Years ago, I found in the dark recesses of a video store an animated version of the Return of the King. Oh, I was excited and rented it … only to find it was jaw-droppingly dreadful.
I have never seen any references to it anywhere (unlike the Bakshi version of the Fellowship, which does get mentioned from time to time). The release of what promises to be a very good version brings it back to mind …
Has anyone else seen that abomination? Remember the musical numbers?
“Where there’s a whip (crack!), there’s a WAY!” Orcish marching song!
Actually, I didn’t think the Rankin/Bass LOTR material – “The Hobbit” and “Return Of The King” were all that bad. They were obviously aimed at children, but by the same token, in comparison to the horror that was the Ralph Bakshi LOTR, they weren’t bad.
Some people gripe about the fact that they’re musicals. One could also mention that in the trilogy, one character or another is constantly bursting into song or cantus about one ancestor, battle, or hero or another.
Admittedly, stacked up against the current films, they’re kinda ridiculous, but it’s not like anyone’s making me watch 'em at gunpoint…
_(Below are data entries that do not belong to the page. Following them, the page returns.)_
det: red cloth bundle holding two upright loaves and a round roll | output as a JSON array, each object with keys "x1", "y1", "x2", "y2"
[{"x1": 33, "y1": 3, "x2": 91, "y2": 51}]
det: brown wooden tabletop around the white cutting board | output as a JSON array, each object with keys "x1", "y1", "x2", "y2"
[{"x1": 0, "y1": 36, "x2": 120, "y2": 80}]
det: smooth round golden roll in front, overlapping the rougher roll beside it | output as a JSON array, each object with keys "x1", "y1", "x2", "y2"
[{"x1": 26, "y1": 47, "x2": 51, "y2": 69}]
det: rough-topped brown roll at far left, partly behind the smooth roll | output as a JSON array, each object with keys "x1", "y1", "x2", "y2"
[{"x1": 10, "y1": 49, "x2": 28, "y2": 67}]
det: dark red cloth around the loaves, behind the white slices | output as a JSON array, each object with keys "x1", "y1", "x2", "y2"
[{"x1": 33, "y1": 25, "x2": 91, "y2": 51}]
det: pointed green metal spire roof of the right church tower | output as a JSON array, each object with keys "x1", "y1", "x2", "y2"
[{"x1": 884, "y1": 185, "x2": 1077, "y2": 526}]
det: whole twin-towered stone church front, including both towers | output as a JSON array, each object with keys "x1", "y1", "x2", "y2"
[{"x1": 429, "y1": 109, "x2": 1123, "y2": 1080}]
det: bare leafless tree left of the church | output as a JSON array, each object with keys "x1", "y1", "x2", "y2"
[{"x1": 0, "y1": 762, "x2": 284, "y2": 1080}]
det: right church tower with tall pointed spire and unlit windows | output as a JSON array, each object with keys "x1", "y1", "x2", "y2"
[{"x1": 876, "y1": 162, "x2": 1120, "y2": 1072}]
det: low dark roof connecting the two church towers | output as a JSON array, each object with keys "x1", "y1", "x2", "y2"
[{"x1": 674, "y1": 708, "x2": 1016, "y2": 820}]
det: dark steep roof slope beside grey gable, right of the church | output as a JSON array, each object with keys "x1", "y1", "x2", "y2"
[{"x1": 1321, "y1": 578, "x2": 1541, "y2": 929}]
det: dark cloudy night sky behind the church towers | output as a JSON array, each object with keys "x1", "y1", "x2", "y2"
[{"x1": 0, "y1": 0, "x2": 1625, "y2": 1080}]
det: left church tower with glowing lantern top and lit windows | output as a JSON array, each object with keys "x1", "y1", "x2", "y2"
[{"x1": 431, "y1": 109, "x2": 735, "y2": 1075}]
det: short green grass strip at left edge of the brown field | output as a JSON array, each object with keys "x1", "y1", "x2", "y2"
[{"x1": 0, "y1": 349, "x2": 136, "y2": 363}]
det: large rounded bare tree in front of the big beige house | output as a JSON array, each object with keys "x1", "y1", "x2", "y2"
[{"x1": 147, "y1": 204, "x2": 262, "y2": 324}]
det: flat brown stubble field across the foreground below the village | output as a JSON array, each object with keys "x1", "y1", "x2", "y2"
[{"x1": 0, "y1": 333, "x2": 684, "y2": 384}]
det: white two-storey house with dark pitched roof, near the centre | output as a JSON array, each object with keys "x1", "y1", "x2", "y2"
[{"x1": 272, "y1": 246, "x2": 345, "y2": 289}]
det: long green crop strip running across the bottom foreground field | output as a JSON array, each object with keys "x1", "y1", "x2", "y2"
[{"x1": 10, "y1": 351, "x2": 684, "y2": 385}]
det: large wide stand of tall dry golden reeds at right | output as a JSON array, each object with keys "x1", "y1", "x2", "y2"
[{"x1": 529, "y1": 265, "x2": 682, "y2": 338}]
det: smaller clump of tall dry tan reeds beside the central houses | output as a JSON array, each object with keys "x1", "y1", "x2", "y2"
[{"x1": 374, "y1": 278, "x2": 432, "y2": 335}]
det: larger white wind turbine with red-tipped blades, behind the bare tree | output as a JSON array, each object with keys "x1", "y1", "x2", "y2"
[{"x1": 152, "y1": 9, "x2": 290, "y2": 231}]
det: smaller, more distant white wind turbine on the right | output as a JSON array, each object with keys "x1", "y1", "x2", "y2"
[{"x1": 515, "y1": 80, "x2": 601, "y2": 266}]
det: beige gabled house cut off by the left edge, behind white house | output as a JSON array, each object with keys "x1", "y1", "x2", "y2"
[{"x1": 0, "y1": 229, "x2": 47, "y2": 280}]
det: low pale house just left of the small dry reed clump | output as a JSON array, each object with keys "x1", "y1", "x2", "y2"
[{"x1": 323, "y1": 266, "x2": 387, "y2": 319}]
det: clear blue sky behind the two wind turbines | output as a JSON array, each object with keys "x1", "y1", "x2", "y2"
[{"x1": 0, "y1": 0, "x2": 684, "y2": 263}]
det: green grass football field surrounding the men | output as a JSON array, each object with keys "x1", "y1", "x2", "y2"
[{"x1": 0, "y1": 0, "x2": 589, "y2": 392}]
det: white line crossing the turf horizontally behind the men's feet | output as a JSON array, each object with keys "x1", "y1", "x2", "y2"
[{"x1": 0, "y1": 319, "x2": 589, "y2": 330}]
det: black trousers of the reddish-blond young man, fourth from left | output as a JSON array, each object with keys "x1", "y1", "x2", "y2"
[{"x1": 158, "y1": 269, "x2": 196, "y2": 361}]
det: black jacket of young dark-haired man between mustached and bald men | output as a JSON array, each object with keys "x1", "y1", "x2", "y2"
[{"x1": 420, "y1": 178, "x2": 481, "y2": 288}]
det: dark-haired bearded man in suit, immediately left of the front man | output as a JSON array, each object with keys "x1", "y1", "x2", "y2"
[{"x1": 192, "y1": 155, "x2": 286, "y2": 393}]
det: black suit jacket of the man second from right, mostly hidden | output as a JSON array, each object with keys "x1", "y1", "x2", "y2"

I actually just rented it a week ago. Not great, but a lot better than the Bakshi abomination which, I am sad to say, I actually own. I was really hoping in RotK, despite the fact that it was done by Rankin & Bass (the guys who did the animated Hobbit), that they would drop those damn songs and that annoying bastard with the warbly voice (“the Greatest Adventur-ur-ur-ur-ur-ur-ure…”…shudder)
…but alas no.
I did like the “Where There’s a Whip” song, though.
I haven’t seen the animated “Hobbit”, but the animated ROTK is in my opinion in the “so bad that it is actually funny, and so, in a sense, good” category.
It is like seeing the Lord of the Rings made with Keebler elves (as suggested in another thread).
Is that the one where Aragorn seems to be without pants for the entire movie? People of talked about them so much, I kinda want to see them now
(I saw the animated Hobbit and was quite disgusted with it – and I was 12 at the time. I would probably be able to laugh at it a bit more now, I was a rather serious child in some ways.)
I liked the R-B Hobbit. The headlight eyes of Smaug, the cartoony goblins…it was really good, if you can divorce it from the more serious epic of LOTR.
But the R-B Return of the King!
o/The Cracks of Doom! (Doom! Doom!) The Cracks of Doom! (Doom! Doom!)o/
I never did understand why they skipped to the end of the series to make their premiere LOTR animated film…
Funny, the songs actually made it more faithful (in one way) to Tolkien than the current adaptation. “Frodo of the nine fingers” is taken verbatim from the text, as well as the “whip” song.
Sadly I saw the animated RotK when I was very young, and the only thing I remembered from it was: the ending. I wish I could have scrubbed the memory from my brain before I read the books.
emarkp, there was no “whip” song in the books. The song was inspired by a speech by an orc “sargent”'s speech to Frodo and Sam as they’re maquerading as orcs. “Where there’s a whip, there’s a will!”
IIRC, Bakshi only secured the rights to the first two books, assuming that once he was 2/3s of the way through, he’d naturally get the rights to the third book. Joke was on him: Rankin/Bass stepped in and bought the rights to the third book.
We don’t wanna go to war today,
But the lord with the lash says, nay nay nay!
We’re gonna march all day, all day, all day.
Where there’s a whip there’s a way.
<Crack!>
I’m going to see Glen Yarbrough in concert next week, maybe. He sang “The Greatest Adventure” in “The Hobbit,” and was the voice of the minstrel in the Rankin/Bass ROTK.
Glen Yarbrough’s only hit record was “Baby, the Rain Must Fall” in the 1960s. This came from the Steve McQueen/Lee Remick film of the same name. The play it was based on, though, was “The Traveling Lady.” I guess it didn’t seem plausible having tough guy McQueen starring in a movie called “The Traveling Lady.”:eek:
And I say “maybe” because he arrives back in port (Miami) the same day that the concert is scheduled, 400 miles away from the concert location, St Simons, GA.